The Flexible Virtualisation Benefit section in Product Terms states:
Customers with subscription licenses or Licenses with active Software Assurance (including CALs) may use licensed copies of the software on devices, including shared Servers, that are under the day-to-day management and control of Authorized Outsourcers.
Note the "including CALs". At first glance, it may suggest that CALs may be treated individually from the server software and that CALs covered by Software Assurance or subscription may be used on service providers' servers licensed through SPLA. However, according to various [unofficial] explanations from Microsoft, it means that when you use the Flexible Virtualisation Benefit with server licenses, CALs must also be covered by Software Assurance or subscription.
There is another critical clause in Product Terms:
Customer may use its RDS User CALs and User SLs with Windows Server software running in OSEs dedicated to its internal use on either Microsoft Azure Services or the shared or dedicated servers of a License Mobility through Software Assurance Partner for which it has completed and submitted the License Mobility verification form.
Why keep this clause if RDS CALs alone, without server licences, were eligible for the Flexible Virtualisation Benefit?
Also, notably, this permission to use RDS CALs with providers' servers does not extend to the Microsoft Customer Agreement subscriptions (MCA governs CSP and MCA-E). It only works with agreements that have Software Assurance.

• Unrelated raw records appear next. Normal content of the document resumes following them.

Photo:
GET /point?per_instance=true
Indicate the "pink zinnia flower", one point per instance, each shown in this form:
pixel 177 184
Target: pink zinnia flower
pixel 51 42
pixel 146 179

In our audit defence practice, the applicability of the Flexible Virtualisation Benefit to subscription RDS CALs has never been questioned, and such CALs, with the necessary evidence, are deducted from service providers' reporting obligations. However, due to the ambiguity of the terms, it's impossible to tell whether that's an actual policy or an oversight. To be safe, if your clients bring their RDS CALs, it's probably a good idea to remain an Authorised License Mobility partner until further clarification.